Good for her! Not for me.

When my son was a newborn, I spent my days sitting around with friends and their babies, swapping stories and pieces of advice on everything from feeding and sleep to choosing childcare and the right fuzzy booties. Truth be told, I found the barrage of opinions to be one of the most exhausting parts of new parenthood (and I was still waking up two or three times per night!). As my son turned 18 months old this summer, I was so excited to hear the chatter get quieter and quieter until I would go entire days without learning about someone else’s child’s sleeping, eating, or pooping. We were all just living and playing and enjoying our kiddos. Hooray — being a toddler mom ROCKS.

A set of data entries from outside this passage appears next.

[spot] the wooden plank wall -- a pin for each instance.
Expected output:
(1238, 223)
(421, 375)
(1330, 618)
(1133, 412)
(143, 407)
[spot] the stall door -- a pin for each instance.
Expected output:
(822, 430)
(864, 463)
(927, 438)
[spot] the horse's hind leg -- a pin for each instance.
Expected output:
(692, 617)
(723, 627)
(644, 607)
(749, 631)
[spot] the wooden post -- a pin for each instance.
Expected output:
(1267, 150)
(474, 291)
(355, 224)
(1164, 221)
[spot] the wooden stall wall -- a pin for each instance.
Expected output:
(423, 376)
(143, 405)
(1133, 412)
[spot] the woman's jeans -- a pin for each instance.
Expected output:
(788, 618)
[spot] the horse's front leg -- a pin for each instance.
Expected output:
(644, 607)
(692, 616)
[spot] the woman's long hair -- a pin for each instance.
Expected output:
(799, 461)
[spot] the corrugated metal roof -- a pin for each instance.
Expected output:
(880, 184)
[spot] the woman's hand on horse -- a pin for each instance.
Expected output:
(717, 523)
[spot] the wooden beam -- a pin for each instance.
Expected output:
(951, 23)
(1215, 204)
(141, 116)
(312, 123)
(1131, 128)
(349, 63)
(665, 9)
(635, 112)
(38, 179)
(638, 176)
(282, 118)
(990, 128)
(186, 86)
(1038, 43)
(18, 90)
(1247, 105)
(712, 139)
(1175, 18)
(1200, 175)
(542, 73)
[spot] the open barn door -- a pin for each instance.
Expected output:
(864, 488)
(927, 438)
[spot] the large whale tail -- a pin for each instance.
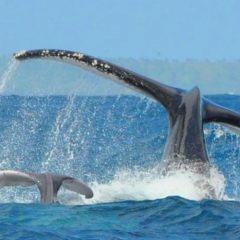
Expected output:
(48, 184)
(188, 111)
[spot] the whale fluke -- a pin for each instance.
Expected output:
(188, 110)
(48, 184)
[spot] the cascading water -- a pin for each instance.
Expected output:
(8, 73)
(114, 143)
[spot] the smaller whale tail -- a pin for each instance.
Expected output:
(47, 184)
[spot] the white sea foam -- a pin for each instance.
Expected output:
(147, 185)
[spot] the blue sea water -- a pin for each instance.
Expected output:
(115, 144)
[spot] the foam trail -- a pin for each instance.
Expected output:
(8, 73)
(149, 185)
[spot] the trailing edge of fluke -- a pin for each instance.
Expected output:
(188, 110)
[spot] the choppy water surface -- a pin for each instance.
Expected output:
(115, 144)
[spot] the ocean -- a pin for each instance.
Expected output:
(115, 144)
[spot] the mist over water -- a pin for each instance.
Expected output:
(114, 143)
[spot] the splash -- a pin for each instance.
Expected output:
(8, 73)
(140, 185)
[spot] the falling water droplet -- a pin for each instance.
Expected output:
(7, 74)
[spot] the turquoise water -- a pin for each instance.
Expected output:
(115, 144)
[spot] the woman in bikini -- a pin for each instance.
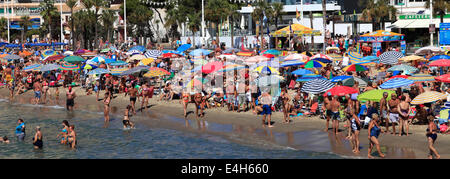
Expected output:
(107, 102)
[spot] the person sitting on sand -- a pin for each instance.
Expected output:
(431, 137)
(126, 118)
(374, 131)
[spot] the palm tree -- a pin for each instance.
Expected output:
(71, 4)
(24, 22)
(48, 12)
(440, 7)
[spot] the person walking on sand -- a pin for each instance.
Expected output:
(37, 139)
(431, 137)
(133, 93)
(403, 109)
(335, 114)
(374, 131)
(20, 130)
(266, 101)
(72, 137)
(107, 102)
(384, 111)
(70, 99)
(126, 118)
(393, 111)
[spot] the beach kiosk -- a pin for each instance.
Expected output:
(380, 40)
(292, 31)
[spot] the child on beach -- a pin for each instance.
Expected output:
(126, 118)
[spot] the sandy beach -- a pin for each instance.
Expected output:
(304, 133)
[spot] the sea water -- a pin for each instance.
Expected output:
(95, 140)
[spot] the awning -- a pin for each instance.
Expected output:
(416, 23)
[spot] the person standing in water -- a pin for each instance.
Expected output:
(20, 130)
(37, 139)
(72, 136)
(107, 102)
(374, 131)
(70, 101)
(126, 118)
(431, 137)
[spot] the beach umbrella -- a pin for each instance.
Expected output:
(268, 80)
(155, 72)
(117, 71)
(138, 48)
(69, 67)
(118, 63)
(272, 52)
(439, 57)
(73, 59)
(440, 63)
(292, 63)
(374, 95)
(429, 49)
(153, 53)
(266, 70)
(351, 82)
(137, 69)
(98, 71)
(390, 57)
(137, 57)
(412, 58)
(317, 86)
(54, 58)
(443, 78)
(12, 57)
(245, 54)
(297, 56)
(396, 83)
(421, 78)
(309, 77)
(355, 67)
(146, 61)
(302, 72)
(314, 64)
(403, 67)
(231, 50)
(184, 47)
(200, 52)
(34, 67)
(340, 78)
(399, 76)
(49, 67)
(428, 97)
(341, 91)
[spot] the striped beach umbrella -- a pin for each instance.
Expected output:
(440, 63)
(309, 77)
(390, 57)
(118, 71)
(153, 53)
(428, 97)
(443, 78)
(98, 71)
(34, 67)
(341, 91)
(69, 67)
(422, 78)
(317, 86)
(374, 95)
(396, 83)
(403, 67)
(355, 67)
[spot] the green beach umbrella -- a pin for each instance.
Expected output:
(73, 59)
(374, 95)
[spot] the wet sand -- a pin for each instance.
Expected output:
(246, 128)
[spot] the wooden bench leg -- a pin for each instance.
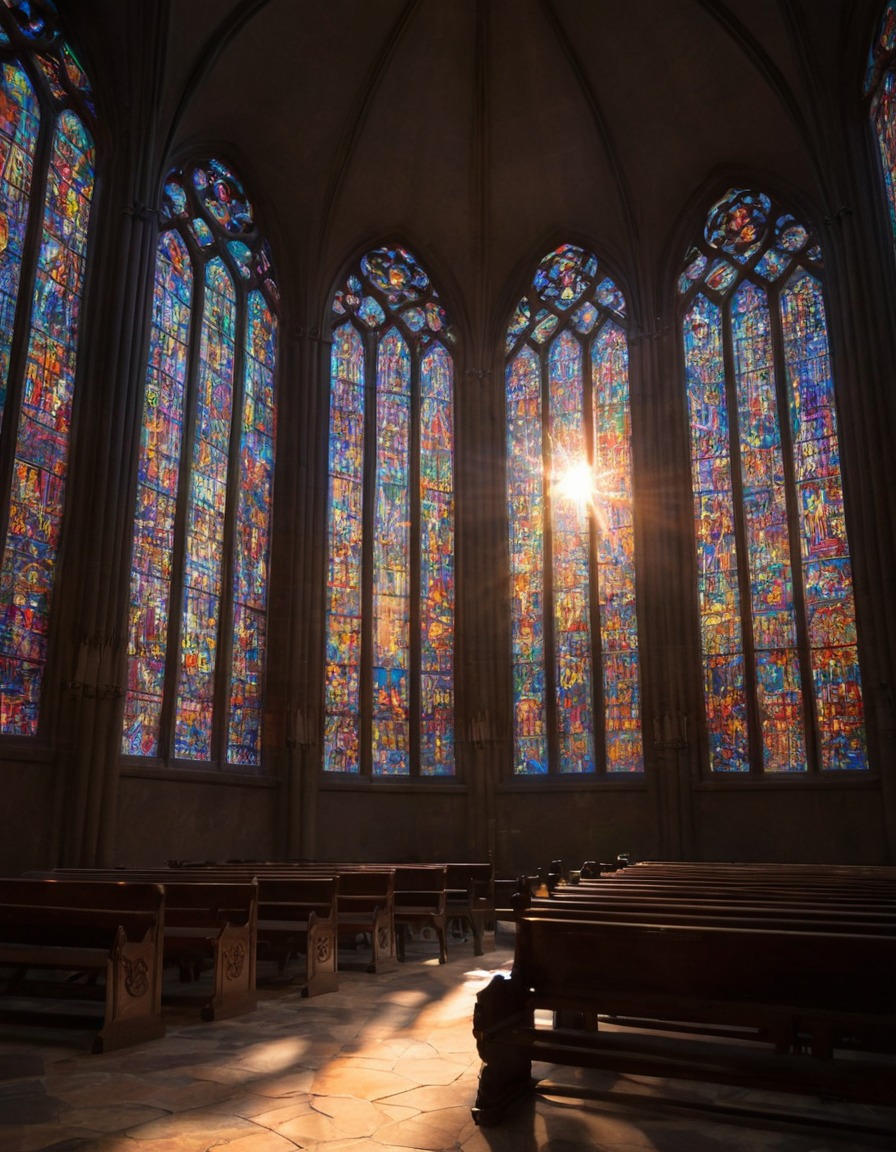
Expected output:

But then, something happened. It all changed, and I’ve found myself embroiled again in conversations about toddler sleep (when to switch to a bed and how to keep the kid in it) and discipline (time outs versus spankings versus resets with parents), and I’ve found myself overwhelmed again. It doesn’t help that we just moved here a few months ago, so I’m still trying to navigate these new relationships with extreme politeness. How do you handle your friends who have very different parenting strategies from you?

I won’t claim to be an expert (after all, I’m only two years into this parenting gig), but here is my go-to response: “I’m glad that works for you.” Yes, you do run the risk of sounding passive aggressive, but not if you are genuinely happy that someone else has found something that works for her. As Amy Poehler taught us in her book, “Yes, Please,” the mantra we should all use when navigating the complex world of female friendships is, “Good for her! Not for me.”

It’s simple but transformative. You get to rise above all the noise, and your friend feels heard and validated. You don’t have to worry about whether you are scarring your children forever by making a different choice (spoiler: you’re not), and you don’t have to carry around a Greek chorus of voices in your head. Everyone wins.